Chapter Twenty Eight

32 3 0
                                    

I woke up in the middle of the night a few days later to another nightmare, this one having nothing to do with the creepy guy that wanted to hurt me in imaginable ways. My eyes searched around the room before they landed on a shiny black material that reflected some of the moon's light.

It had been a few days since my walk with my soulmates and I still hadn't listened to the recorder that Jackson's mom had given me. I was too scared to listen to it. Too scared to hear his voice again, and open old wounds.

I got up out of bed before looking down to see that I had slept alone tonight, the others must have been too busy and then passed out as soon as they got back in from their work. I walked out of my room and headed out in search of any of them that might still be awake, but all I felt through the bond was sleep.

I opened up the door to Taehyung's room and walked in as quietly as possible, before laying down in his bed beside him. I crawled underneath the blankets minutes before feeling his arms wrap tightly around me as he spooned me. It didn't take long before I was out like a light.

When I awoke in the morning to find the bed empty I felt like crap. I had a headache, and I definitely could have used more sleep. I got up out of bed before making my way to my room and getting ready for the day before taking some ibuprofen, I didn't know if I was going to be seeing any or much of soulmates today so best bet was to take pain meds.

I sighed as I made my way downstairs, not hearing a single noise in the house. Guess my soulmates weren't home, like usual. Gang business was all over the place nowadays, not to mention the wedding planning. I was home alone a lot more than I was home with any of them, even Yoongi was gone most days.

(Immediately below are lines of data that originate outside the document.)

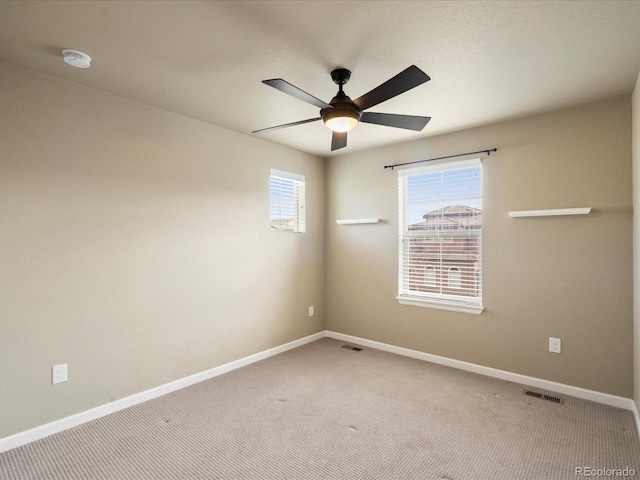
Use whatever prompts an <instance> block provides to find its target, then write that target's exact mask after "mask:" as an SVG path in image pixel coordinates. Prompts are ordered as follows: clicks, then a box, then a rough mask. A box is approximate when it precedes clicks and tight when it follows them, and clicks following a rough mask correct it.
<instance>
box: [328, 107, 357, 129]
mask: <svg viewBox="0 0 640 480" xmlns="http://www.w3.org/2000/svg"><path fill="white" fill-rule="evenodd" d="M361 116H362V114H361V113H360V112H357V111H354V110H337V109H334V110H330V111H328V112H326V113H325V114H324V116H323V117H322V121H323V122H324V124H325V125H326V126H327V127H328V128H329V129H330V130H333V131H334V132H348V131H349V130H351V129H352V128H354V127H355V126H356V125H358V122H359V121H360V117H361Z"/></svg>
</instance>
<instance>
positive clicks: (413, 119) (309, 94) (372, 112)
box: [251, 65, 431, 151]
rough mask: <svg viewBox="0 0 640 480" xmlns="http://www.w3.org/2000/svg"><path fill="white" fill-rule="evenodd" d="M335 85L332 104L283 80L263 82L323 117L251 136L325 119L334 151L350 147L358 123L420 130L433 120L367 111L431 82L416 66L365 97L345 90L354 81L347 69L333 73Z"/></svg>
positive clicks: (414, 65) (260, 130) (257, 130)
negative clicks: (351, 96) (312, 108)
mask: <svg viewBox="0 0 640 480" xmlns="http://www.w3.org/2000/svg"><path fill="white" fill-rule="evenodd" d="M331 78H332V79H333V82H334V83H336V84H337V85H338V93H337V94H336V96H335V97H333V99H332V100H331V101H330V102H329V103H325V102H323V101H322V100H320V99H319V98H316V97H314V96H313V95H310V94H308V93H307V92H305V91H303V90H301V89H299V88H298V87H296V86H294V85H292V84H290V83H289V82H287V81H286V80H283V79H282V78H274V79H271V80H263V81H262V83H264V84H265V85H269V86H270V87H273V88H275V89H276V90H279V91H281V92H283V93H286V94H287V95H291V96H292V97H295V98H297V99H299V100H302V101H303V102H307V103H310V104H311V105H315V106H316V107H320V116H319V117H317V118H310V119H307V120H300V121H297V122H292V123H286V124H284V125H277V126H275V127H269V128H263V129H260V130H254V131H253V132H251V133H261V132H266V131H269V130H276V129H279V128H285V127H292V126H295V125H302V124H304V123H310V122H315V121H317V120H322V121H323V122H324V124H325V125H326V126H327V127H328V128H329V129H330V130H332V132H333V133H332V137H331V151H334V150H337V149H339V148H344V147H346V146H347V132H348V131H349V130H351V129H353V128H355V127H356V126H357V125H358V123H360V122H362V123H373V124H376V125H383V126H386V127H395V128H403V129H406V130H414V131H420V130H422V129H423V128H424V127H425V125H426V124H427V123H428V122H429V120H431V117H419V116H414V115H396V114H392V113H375V112H365V110H367V109H368V108H371V107H373V106H375V105H378V104H379V103H382V102H384V101H387V100H389V99H390V98H393V97H395V96H397V95H400V94H401V93H404V92H406V91H407V90H411V89H412V88H415V87H417V86H418V85H422V84H423V83H425V82H428V81H429V80H431V79H430V78H429V76H428V75H427V74H426V73H424V72H423V71H422V70H420V69H419V68H418V67H416V66H415V65H411V66H410V67H409V68H407V69H405V70H403V71H402V72H400V73H399V74H398V75H396V76H395V77H393V78H391V79H389V80H387V81H386V82H384V83H383V84H381V85H379V86H377V87H376V88H374V89H373V90H371V91H370V92H368V93H365V94H364V95H362V96H361V97H359V98H357V99H355V100H351V98H349V97H348V96H347V95H346V94H345V93H344V90H343V86H344V85H345V84H346V83H347V82H348V81H349V79H350V78H351V71H349V70H347V69H346V68H336V69H335V70H333V71H332V72H331Z"/></svg>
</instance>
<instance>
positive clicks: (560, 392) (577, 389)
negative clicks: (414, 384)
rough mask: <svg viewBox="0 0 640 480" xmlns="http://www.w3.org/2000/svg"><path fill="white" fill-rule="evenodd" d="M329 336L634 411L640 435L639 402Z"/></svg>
mask: <svg viewBox="0 0 640 480" xmlns="http://www.w3.org/2000/svg"><path fill="white" fill-rule="evenodd" d="M326 336H327V337H330V338H335V339H337V340H341V341H343V342H348V343H354V344H357V345H362V346H365V347H369V348H375V349H377V350H383V351H385V352H390V353H397V354H398V355H403V356H405V357H411V358H416V359H418V360H425V361H427V362H431V363H437V364H438V365H444V366H447V367H453V368H457V369H459V370H466V371H468V372H474V373H479V374H481V375H486V376H488V377H494V378H499V379H501V380H507V381H509V382H514V383H521V384H523V385H527V386H530V387H536V388H541V389H544V390H550V391H552V392H556V393H562V394H564V395H569V396H572V397H578V398H582V399H585V400H591V401H593V402H598V403H603V404H605V405H610V406H612V407H618V408H623V409H625V410H631V411H633V412H635V415H636V423H637V424H638V432H640V422H639V421H638V413H637V409H636V404H635V402H634V401H633V400H632V399H630V398H624V397H618V396H616V395H610V394H608V393H602V392H596V391H594V390H587V389H585V388H580V387H573V386H571V385H565V384H563V383H557V382H552V381H549V380H542V379H540V378H535V377H528V376H526V375H520V374H518V373H512V372H507V371H505V370H498V369H496V368H491V367H484V366H482V365H477V364H475V363H468V362H463V361H461V360H454V359H452V358H447V357H441V356H439V355H432V354H430V353H424V352H420V351H417V350H410V349H408V348H403V347H396V346H394V345H389V344H386V343H381V342H376V341H373V340H367V339H366V338H360V337H354V336H352V335H345V334H343V333H337V332H332V331H330V330H327V331H326Z"/></svg>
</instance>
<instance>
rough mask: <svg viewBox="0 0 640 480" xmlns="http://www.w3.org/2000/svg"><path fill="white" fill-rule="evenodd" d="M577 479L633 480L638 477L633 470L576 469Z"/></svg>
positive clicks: (626, 467)
mask: <svg viewBox="0 0 640 480" xmlns="http://www.w3.org/2000/svg"><path fill="white" fill-rule="evenodd" d="M575 476H576V477H591V478H632V477H635V476H636V471H635V470H634V469H633V468H629V467H625V468H594V467H576V468H575Z"/></svg>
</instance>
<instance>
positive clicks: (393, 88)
mask: <svg viewBox="0 0 640 480" xmlns="http://www.w3.org/2000/svg"><path fill="white" fill-rule="evenodd" d="M429 80H431V78H430V77H429V75H427V74H426V73H424V72H423V71H422V70H420V69H419V68H418V67H416V66H415V65H411V66H410V67H409V68H407V69H406V70H403V71H402V72H400V73H399V74H398V75H396V76H395V77H393V78H391V79H389V80H387V81H386V82H384V83H383V84H382V85H379V86H377V87H376V88H374V89H373V90H371V91H370V92H368V93H365V94H364V95H362V96H361V97H360V98H357V99H355V100H354V101H353V103H355V104H356V105H357V106H358V108H360V109H361V110H366V109H367V108H371V107H373V106H374V105H378V104H379V103H382V102H384V101H387V100H389V99H390V98H393V97H395V96H397V95H400V94H401V93H404V92H406V91H407V90H411V89H412V88H414V87H417V86H418V85H422V84H423V83H425V82H428V81H429Z"/></svg>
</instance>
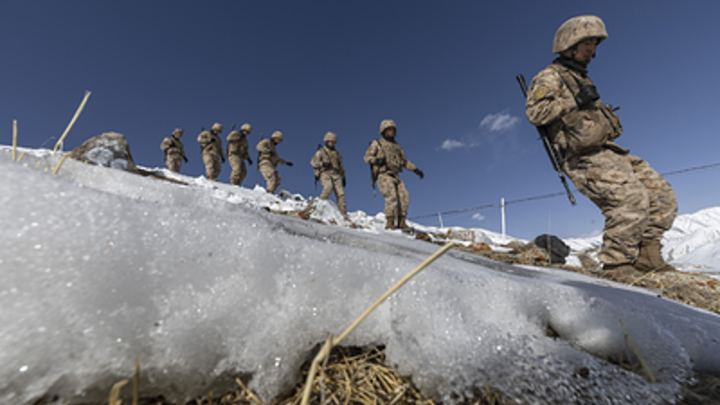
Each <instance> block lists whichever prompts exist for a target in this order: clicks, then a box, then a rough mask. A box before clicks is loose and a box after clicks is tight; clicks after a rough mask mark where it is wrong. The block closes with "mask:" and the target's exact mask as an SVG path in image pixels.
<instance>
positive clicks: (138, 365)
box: [133, 354, 140, 405]
mask: <svg viewBox="0 0 720 405" xmlns="http://www.w3.org/2000/svg"><path fill="white" fill-rule="evenodd" d="M139 397H140V355H139V354H136V355H135V380H134V381H133V405H137V403H138V398H139Z"/></svg>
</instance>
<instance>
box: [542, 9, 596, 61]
mask: <svg viewBox="0 0 720 405" xmlns="http://www.w3.org/2000/svg"><path fill="white" fill-rule="evenodd" d="M607 36H608V35H607V30H605V23H604V22H603V21H602V20H601V19H600V17H596V16H594V15H581V16H578V17H573V18H571V19H569V20H567V21H565V22H564V23H563V25H561V26H560V28H558V30H557V32H556V33H555V39H553V53H562V52H565V51H567V50H568V49H570V48H572V47H573V46H574V45H575V44H577V43H579V42H581V41H584V40H586V39H588V38H597V39H598V44H599V43H600V42H602V41H603V40H604V39H605V38H607Z"/></svg>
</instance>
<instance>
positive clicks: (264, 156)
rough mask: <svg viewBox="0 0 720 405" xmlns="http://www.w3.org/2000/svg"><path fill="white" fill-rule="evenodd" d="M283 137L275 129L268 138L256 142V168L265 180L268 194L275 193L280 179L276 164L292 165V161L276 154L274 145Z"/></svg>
mask: <svg viewBox="0 0 720 405" xmlns="http://www.w3.org/2000/svg"><path fill="white" fill-rule="evenodd" d="M283 139H285V136H284V135H283V134H282V132H280V131H275V132H273V134H272V135H271V136H270V139H263V140H261V141H260V143H258V145H257V150H258V169H259V170H260V173H262V174H263V177H264V178H265V181H266V182H267V185H266V189H267V192H268V193H270V194H273V193H275V190H277V188H278V187H280V183H281V182H282V179H281V178H280V174H278V172H277V165H287V166H292V162H287V161H285V159H283V158H281V157H280V156H278V155H277V151H275V146H277V144H279V143H280V142H282V141H283Z"/></svg>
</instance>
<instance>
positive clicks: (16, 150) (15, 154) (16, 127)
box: [13, 120, 17, 162]
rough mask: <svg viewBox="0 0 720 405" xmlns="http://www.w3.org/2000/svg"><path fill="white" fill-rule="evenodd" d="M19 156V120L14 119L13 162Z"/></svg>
mask: <svg viewBox="0 0 720 405" xmlns="http://www.w3.org/2000/svg"><path fill="white" fill-rule="evenodd" d="M16 157H17V120H13V162H15V161H16Z"/></svg>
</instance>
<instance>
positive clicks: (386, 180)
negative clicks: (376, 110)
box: [364, 119, 425, 231]
mask: <svg viewBox="0 0 720 405" xmlns="http://www.w3.org/2000/svg"><path fill="white" fill-rule="evenodd" d="M396 132H397V126H396V125H395V121H393V120H389V119H388V120H383V121H382V122H381V123H380V134H381V135H382V137H381V138H378V139H375V140H374V141H372V142H370V147H368V149H367V151H366V152H365V158H364V160H365V163H367V164H369V165H370V166H371V169H372V173H373V180H374V181H376V182H377V185H378V188H379V189H380V193H381V194H382V195H383V197H384V198H385V218H386V221H387V224H386V225H385V229H398V228H400V229H402V230H404V231H410V230H412V228H411V227H410V226H408V225H407V224H406V223H405V218H406V217H407V209H408V205H409V204H410V194H409V193H408V191H407V188H405V183H403V181H402V180H400V177H399V176H398V174H399V173H400V172H402V171H403V169H407V170H410V171H412V172H414V173H415V174H417V175H418V176H419V177H420V178H421V179H422V178H423V177H425V175H424V174H423V172H422V171H421V170H420V169H418V168H417V167H415V165H414V164H412V163H410V161H409V160H407V158H406V157H405V152H404V151H403V149H402V148H401V147H400V144H398V143H397V141H396V140H395V134H396Z"/></svg>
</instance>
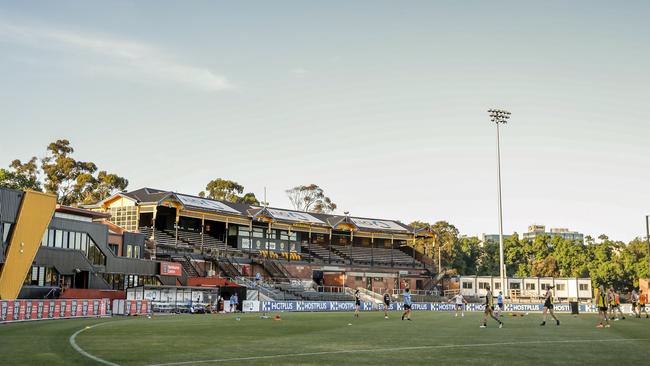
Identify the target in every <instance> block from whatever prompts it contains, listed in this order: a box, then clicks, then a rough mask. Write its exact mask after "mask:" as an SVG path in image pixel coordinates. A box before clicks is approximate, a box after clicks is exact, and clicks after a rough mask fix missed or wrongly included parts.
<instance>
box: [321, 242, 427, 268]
mask: <svg viewBox="0 0 650 366" xmlns="http://www.w3.org/2000/svg"><path fill="white" fill-rule="evenodd" d="M332 250H334V251H336V252H338V253H340V254H342V255H345V256H347V257H348V258H349V256H352V261H353V262H354V263H357V264H365V265H370V264H371V263H373V264H375V265H386V266H390V265H391V263H392V264H393V265H395V266H397V267H411V266H413V257H411V256H410V255H408V254H406V253H404V252H403V251H401V250H399V249H390V248H381V247H380V248H370V247H362V246H352V248H350V247H349V246H342V245H332ZM348 262H349V260H348ZM415 265H416V266H417V267H423V265H422V263H420V262H419V261H417V260H416V261H415Z"/></svg>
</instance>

I got myself a yogurt and began eating that before making my way back upstairs. Once I stepped back inside my room, my eyes had immediately landed on the voice recorder of Jackson's. Why must he haunt me so?

When I had come home from the walk that night my soulmates had all told me to just throw it out, but for some reason I couldn't and now here we are. Somehow the small black device scared me more than Jackson ever did.

I sighed before shaking my head at my foolish self. "It's just a voice recorder Luna, it can't hurt you." I told myself before grabbing it off the pile of boxes it sat on and leaving my room, before making my way to Namjoon's office. I knew he kept alcohol in there, which I was sure I was going to need after listening to this. Not to mention, it was one of the rooms that made me feel safest.

I sat down in his huge office chair before bringing my knees up to my chest and setting the recorder down on the desk. I pressed play before I could stop myself and listening to the sound of Jackson's anxious breathing.

"Luna, please forgive me for what all I'm about to do, but I'm sure in the end you will understand right?" His voice said through the recorder as I just shook my head.

"I will never understand a single thing that you did and put me through for your own sick pleasure." I said into the air as I let the smell of Namjoon's leather office chair envelope me, it carried his smell. His cologne that most of the time left my mouth watering just because he smelt so good. I secretly had stolen a bottle once before just so that the hoodie I had stolen from him would always smell like him. For some reason unknown to me Namjoon was the one I felt the safest with, even after all he had put me through in the beginning.

"You know I've been in love with you since we were kids? I always hoped and prayed that you never find your soulmates cause I thought you belonged with me." The voice from the recorder said and I could hear Jackson's tears as his voice broke. I guess we were even since he had made me cry so many times.

"I always thought I'd be the one to understand you the most. Your dark side, your little side. I loved both of them, and tried to become the man you wanted to love." The voice said and I could hear him take in a shaky breath. "I started a gang because I was in love you and you liked violence, what's more violent than a gang?" The voice said in an almost crazy tone, I shivered at the thought of the blue devil gang that had been run by him. I remembered how much I hadn't wanted to accept it back then, but it had been the truth.